Since it’s made its web debut late last year, Lytro has been making rounds on the web as the next generation game-changing camera. Earlier this week, they finally introduced their first line of consumer camera, also called Lytro, and gave a demo at the AsiaD conference.
Lytro reads not just the light, but also the three-dimensional information and records it as raw data on their 8 megaray[1. Lytro’s version of megapixel] sensor as a light field construct.
After you download the data via their proprietary software[2. Mac only now, Windows version in the work], you can then explore the depth-of-field of the image, the same way you would focus a scene with your regular camera, only this one happens after you take the shots.

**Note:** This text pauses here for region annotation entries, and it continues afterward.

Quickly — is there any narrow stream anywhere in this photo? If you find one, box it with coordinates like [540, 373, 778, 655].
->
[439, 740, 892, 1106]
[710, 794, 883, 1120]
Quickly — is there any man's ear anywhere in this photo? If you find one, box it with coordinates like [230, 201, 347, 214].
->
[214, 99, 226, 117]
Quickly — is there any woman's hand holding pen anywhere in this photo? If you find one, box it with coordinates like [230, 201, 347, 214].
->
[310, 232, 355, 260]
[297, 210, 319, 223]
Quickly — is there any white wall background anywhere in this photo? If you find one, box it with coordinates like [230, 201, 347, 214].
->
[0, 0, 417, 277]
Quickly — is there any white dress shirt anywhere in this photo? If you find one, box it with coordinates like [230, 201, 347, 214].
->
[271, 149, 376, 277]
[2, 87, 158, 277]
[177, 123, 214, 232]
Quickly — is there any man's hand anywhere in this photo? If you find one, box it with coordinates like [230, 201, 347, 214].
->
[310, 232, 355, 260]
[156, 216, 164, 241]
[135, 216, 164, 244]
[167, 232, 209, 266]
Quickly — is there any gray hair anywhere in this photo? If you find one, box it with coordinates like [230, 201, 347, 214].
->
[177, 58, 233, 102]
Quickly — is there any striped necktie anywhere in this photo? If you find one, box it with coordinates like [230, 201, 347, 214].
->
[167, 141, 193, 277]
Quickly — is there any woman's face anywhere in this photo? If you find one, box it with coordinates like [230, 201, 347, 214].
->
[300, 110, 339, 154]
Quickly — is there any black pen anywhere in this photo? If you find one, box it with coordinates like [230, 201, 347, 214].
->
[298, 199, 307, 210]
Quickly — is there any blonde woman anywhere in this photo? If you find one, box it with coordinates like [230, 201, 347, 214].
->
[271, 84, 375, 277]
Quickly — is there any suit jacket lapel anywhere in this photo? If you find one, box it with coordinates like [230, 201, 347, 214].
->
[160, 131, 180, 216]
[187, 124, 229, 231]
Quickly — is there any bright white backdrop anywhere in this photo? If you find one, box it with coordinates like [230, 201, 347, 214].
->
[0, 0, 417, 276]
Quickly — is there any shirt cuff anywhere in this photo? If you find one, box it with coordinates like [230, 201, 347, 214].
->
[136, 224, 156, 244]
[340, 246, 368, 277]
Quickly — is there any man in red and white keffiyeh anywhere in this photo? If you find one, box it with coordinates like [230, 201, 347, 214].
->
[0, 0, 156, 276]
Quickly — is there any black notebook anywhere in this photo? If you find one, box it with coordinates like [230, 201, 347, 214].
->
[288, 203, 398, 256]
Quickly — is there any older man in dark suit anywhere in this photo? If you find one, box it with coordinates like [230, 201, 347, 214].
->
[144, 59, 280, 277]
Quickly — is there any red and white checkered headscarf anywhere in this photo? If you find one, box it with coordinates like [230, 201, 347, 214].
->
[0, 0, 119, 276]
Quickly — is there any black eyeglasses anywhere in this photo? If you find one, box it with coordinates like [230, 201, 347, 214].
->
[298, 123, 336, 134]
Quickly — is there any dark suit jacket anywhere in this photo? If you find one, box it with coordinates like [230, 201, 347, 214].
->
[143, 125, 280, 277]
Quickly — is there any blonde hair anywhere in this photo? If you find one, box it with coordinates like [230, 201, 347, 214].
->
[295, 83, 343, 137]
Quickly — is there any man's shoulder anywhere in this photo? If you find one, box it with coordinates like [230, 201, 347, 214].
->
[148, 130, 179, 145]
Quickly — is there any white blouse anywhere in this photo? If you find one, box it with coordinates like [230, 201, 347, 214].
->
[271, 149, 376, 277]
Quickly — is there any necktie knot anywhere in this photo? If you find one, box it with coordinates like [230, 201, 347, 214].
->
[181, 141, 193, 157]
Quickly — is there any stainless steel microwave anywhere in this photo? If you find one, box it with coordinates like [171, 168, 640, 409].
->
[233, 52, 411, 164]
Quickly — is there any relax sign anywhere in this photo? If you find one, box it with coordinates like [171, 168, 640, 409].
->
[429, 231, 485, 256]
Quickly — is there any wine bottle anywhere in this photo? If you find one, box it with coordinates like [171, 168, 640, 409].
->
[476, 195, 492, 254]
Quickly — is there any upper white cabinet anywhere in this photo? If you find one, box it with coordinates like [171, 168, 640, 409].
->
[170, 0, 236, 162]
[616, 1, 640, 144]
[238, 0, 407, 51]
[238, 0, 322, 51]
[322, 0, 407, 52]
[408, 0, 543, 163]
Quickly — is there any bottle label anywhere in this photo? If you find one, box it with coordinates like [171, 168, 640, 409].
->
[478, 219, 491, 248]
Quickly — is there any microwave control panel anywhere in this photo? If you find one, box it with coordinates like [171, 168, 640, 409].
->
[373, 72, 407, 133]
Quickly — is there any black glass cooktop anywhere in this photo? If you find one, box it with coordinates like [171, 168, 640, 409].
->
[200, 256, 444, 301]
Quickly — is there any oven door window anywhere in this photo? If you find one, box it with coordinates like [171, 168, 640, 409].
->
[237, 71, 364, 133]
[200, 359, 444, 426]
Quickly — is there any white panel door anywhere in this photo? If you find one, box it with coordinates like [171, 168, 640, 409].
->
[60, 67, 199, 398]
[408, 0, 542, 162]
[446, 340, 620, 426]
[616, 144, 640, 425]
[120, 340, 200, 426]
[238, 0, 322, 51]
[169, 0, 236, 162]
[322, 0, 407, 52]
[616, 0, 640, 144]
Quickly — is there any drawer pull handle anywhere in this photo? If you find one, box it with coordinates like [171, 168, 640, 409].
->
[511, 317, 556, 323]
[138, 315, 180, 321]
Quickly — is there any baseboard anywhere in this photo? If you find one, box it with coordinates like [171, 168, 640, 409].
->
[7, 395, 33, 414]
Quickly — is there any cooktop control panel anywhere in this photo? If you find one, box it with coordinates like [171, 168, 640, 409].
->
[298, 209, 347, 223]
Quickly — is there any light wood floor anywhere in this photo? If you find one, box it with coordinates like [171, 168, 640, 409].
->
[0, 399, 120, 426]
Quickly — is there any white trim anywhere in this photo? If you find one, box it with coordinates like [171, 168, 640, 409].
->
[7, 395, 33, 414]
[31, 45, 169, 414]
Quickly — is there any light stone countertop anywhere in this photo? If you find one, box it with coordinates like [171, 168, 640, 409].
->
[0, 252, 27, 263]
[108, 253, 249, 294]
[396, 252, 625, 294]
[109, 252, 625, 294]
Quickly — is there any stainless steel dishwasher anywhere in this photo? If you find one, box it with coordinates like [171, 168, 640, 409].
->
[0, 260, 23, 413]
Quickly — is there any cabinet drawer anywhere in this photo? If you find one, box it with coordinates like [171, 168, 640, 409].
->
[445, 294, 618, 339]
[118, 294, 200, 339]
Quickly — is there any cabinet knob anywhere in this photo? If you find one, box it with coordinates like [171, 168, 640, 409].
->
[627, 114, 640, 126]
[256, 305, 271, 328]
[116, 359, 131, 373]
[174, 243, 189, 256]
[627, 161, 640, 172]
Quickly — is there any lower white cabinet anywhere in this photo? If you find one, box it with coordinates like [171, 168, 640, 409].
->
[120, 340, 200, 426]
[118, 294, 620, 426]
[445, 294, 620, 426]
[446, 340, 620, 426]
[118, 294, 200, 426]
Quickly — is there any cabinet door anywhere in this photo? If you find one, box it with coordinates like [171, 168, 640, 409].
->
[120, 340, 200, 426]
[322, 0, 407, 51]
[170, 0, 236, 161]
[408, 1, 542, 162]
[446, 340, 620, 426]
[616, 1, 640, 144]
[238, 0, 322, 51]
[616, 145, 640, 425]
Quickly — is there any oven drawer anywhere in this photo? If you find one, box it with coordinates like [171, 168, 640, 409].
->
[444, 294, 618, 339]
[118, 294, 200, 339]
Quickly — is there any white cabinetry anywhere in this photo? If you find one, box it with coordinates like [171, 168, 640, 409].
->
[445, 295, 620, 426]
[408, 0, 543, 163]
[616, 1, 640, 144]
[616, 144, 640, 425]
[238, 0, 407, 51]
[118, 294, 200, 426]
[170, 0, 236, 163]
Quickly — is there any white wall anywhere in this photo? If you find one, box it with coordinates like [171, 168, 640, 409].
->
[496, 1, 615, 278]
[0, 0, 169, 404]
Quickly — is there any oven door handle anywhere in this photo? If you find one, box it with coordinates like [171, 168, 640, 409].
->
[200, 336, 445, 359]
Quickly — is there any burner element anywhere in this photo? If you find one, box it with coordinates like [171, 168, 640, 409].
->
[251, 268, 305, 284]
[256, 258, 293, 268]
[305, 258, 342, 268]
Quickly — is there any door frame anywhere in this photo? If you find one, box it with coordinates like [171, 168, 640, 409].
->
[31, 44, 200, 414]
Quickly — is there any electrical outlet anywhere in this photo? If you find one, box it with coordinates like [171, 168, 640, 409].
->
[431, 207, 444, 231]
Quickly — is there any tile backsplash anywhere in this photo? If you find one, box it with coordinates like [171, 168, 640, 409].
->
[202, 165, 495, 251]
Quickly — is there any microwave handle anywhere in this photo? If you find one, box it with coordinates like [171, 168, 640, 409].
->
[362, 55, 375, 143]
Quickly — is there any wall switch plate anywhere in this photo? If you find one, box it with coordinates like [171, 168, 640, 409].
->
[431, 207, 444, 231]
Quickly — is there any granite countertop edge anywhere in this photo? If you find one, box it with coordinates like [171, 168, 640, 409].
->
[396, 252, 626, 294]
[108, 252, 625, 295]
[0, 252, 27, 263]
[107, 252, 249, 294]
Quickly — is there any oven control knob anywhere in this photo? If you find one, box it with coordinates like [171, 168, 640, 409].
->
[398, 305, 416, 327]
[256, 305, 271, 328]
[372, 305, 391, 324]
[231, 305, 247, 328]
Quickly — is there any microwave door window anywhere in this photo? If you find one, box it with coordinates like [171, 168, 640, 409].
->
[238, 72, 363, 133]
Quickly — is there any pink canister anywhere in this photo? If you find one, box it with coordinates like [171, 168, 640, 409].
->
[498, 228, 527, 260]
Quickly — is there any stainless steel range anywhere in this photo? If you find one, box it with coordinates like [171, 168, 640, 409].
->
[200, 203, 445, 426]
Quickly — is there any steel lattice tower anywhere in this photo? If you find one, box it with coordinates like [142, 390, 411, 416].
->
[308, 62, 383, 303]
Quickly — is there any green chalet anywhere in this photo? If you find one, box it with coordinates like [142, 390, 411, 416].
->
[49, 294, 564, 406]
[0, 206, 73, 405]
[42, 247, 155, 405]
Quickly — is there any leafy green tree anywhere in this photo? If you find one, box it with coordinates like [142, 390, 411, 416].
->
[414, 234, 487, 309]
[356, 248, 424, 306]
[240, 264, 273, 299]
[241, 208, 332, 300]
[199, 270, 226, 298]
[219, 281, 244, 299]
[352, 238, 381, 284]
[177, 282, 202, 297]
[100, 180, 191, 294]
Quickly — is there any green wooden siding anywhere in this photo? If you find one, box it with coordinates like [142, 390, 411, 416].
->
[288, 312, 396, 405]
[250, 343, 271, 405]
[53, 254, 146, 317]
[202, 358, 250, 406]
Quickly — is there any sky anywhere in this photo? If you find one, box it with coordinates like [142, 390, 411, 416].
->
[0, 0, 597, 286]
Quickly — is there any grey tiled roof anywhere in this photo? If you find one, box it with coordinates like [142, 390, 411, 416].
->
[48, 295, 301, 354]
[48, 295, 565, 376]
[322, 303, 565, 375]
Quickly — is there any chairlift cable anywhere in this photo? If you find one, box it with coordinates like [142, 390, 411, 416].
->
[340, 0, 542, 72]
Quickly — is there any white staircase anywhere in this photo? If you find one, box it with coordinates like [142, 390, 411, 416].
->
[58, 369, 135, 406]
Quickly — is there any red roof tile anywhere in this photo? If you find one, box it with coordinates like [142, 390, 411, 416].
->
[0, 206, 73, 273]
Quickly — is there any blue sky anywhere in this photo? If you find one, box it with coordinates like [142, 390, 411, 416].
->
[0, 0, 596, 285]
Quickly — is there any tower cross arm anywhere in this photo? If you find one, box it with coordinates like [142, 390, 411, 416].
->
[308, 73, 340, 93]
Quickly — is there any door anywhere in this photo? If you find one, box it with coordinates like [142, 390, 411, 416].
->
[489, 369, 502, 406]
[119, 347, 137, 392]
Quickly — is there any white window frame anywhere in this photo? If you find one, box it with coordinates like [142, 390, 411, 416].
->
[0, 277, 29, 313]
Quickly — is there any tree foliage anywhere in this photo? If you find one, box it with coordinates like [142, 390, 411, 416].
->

Light field photography isn’t new. Engineers and scientists have played with this in labs for years, perhaps in the last one or two decade, but Lytro is the first one to bring this to the consumer market.
Though it is a scientific breakthrough, I don’t see Lytro as a disruptive consumer product.
Digital photography takes the niché origin of this art form to an unprecedented mass. it takes the image from print and galleries to the now-ubiquitous screens. You take a picture, share it and everyone can see it without installing any new plugins, software or viewer. It is instant, simple and easy.
Lytro, on the other hand is an entirely new dimension. It is more complex and the product it presents has much more information that requires a level of complexion that distort photography as we know it.
At the time of this writing, lytro-captured images require a Mac with the Lytro desktop software installed to be processed and viewed. And there’s no final state of the image as each and every one of them is refocus-able. Such state of indefiniteness serves a different purpose and a different kind of audience.
On the other hand, the bold new design of this Lytro camera raises the question of practicality and usability.
Let’s pretend that you have read the manual, and someone at the shop has given you a quick lesson to use the camera. How usable is the touch-based operation on the field? Is it operable with a sweaty palm? Or with a glove on? Will someone be able to use it when you ask a stranger to take your photo with it?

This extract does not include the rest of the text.